I could never understand why the police (and others) didn’t/don’t give heights of ‘suspects’ in both (ft/inches and cms – for the sake of us old timers). When a bulletin comes out with the cm height of a person of interest, I go off air, trying to convert, so that’s one pair of eyes not peeled – and I reckon I’m not the only one.
I love the human scale of Imperial measurements, weight – a cwt being a human lift, length, mensuration – an acre being a day’s ploughing with an ox, even l/s/d currency, etc but the vagueness of ‘bushel’ threatened my childhood sense of stability in the world.
Whatever the bushel was we were encouraged not to hide our light under it.
The osiers would catch alight.
1 cwt = 112 lb. That is approximately 51 kg. I doubt that there are many humans who can routinely lift that much. WorkSafe would have a field day if employees were expected to lift 1 cwt (hundredweight).
Although we went metric approximately 50 years ago, there are still farmers who talk about the size of their crop in bushels to the acre or (heaven forbid) bags to the acre, conveniently ignoring the fact that grain silos effectively replaced bags of wheat even longer ago.

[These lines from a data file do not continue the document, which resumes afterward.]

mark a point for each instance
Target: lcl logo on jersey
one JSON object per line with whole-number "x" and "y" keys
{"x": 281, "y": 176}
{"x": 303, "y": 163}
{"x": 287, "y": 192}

Prior to the Advent of the Elfen Sayfti, most sacks of anything were a hundredweight (cwt/8 stone – less than the weight of the average person even before morbid obesity became a celebrated norm) spuds, grain, coal, cement etc.
Anyone who couldn’t carry that – from point A to point B for 8 hrs a day was no use on a building site, farm or factory or any other physical job, poo petals.
I couldn’t believe it when cement started to be sold in 25k bags – think of the excess wrapping.
Bushels were great. You just have to remember they are a standard volume represented by a standard hessian bad. Being a standard volume they had different weights when they contained different things. Hence a bushel of wheat was a different weight to a bushel of barley. Both were bloody heavy though. Thats it in a nutshell.
how big is a nutshell?
why are rod, pole and perch the same, and what are they?
Exactly what the words suggest – a narrow length of wood, 5′ 6″ long.
The British surveyor measured the world, from the bogs of wild Eirean to the upper slopes of the Himalayas with just that, a pencil & paper.
As Eric Blair noted in his Burmese Days memoir, “…behind a quarter million bayonets“.
A withy basket, aka creel – not a hessian sack. That would be saved for a blanket or wedding dress.